'Muhammad Only Leads to the Grave'

Article excerpt

Byline: Jon Meacham and Lisa Miller

Franklin Graham, infuriated by his disinvitation to the Pentagon's National Day of Prayer ceremony last week, argues that he is being discriminated against for his beliefs. The son of evangelist Billy Graham talked to NEWSWEEK's Jon Meacham and Lisa Miller prior to the event. Edited excerpts:

Meacham: Would your sense of Christian humility not lead you to see the point of critics who say, because of the things you've said [calling Islam "wicked," "evil"], you could possibly be more divisive than unifying at a state-sponsored occasion?

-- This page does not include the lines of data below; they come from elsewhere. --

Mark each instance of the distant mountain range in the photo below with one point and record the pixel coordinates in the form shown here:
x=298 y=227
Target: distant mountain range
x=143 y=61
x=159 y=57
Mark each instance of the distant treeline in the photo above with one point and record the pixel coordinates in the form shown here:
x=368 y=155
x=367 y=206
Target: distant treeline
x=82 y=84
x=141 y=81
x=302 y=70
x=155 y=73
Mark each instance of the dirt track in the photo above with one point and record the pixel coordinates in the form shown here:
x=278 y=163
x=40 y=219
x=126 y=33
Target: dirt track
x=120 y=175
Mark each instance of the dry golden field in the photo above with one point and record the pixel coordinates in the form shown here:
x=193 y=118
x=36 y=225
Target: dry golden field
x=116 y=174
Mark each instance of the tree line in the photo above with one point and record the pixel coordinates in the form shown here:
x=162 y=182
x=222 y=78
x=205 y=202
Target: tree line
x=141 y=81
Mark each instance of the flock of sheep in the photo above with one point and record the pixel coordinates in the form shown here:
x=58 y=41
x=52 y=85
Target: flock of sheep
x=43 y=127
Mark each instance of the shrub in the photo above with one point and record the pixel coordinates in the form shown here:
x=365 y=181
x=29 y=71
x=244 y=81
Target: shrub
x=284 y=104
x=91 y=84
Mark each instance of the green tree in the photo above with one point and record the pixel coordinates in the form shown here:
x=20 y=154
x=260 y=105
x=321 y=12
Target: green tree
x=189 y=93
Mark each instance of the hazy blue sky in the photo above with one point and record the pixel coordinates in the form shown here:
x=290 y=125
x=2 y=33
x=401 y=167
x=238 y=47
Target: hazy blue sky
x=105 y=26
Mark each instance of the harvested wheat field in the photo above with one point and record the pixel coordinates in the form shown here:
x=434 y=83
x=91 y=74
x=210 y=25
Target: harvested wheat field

Graham: Someone can try to make that argument. Eighty percent of America claims to be of the Christian faith. So there may be 20 percent who may be offended.

I'm in the 80 percent, and I'm offended.

That I mention Jesus Christ [in prayer]?

No, sir, by what you said about Islam, because I think it's more divisive than unifying.

Nine years ago I said it was wicked and evil.

But you still believe it.

Sure. But, again, I don't go out and speak about it. I just have to ask you: what they do to women, is that wicked or evil?

I would go to the cross for your right to preach in almost any forum. But I also understand the argument that the point of a public religious service is to be as unifying as possible.

I am who I am. I don't believe that you can get to heaven through being a Buddhist or Hindu. I think Muhammad only leads to the grave. Now, that's what I believe, and I don't apologize for my faith.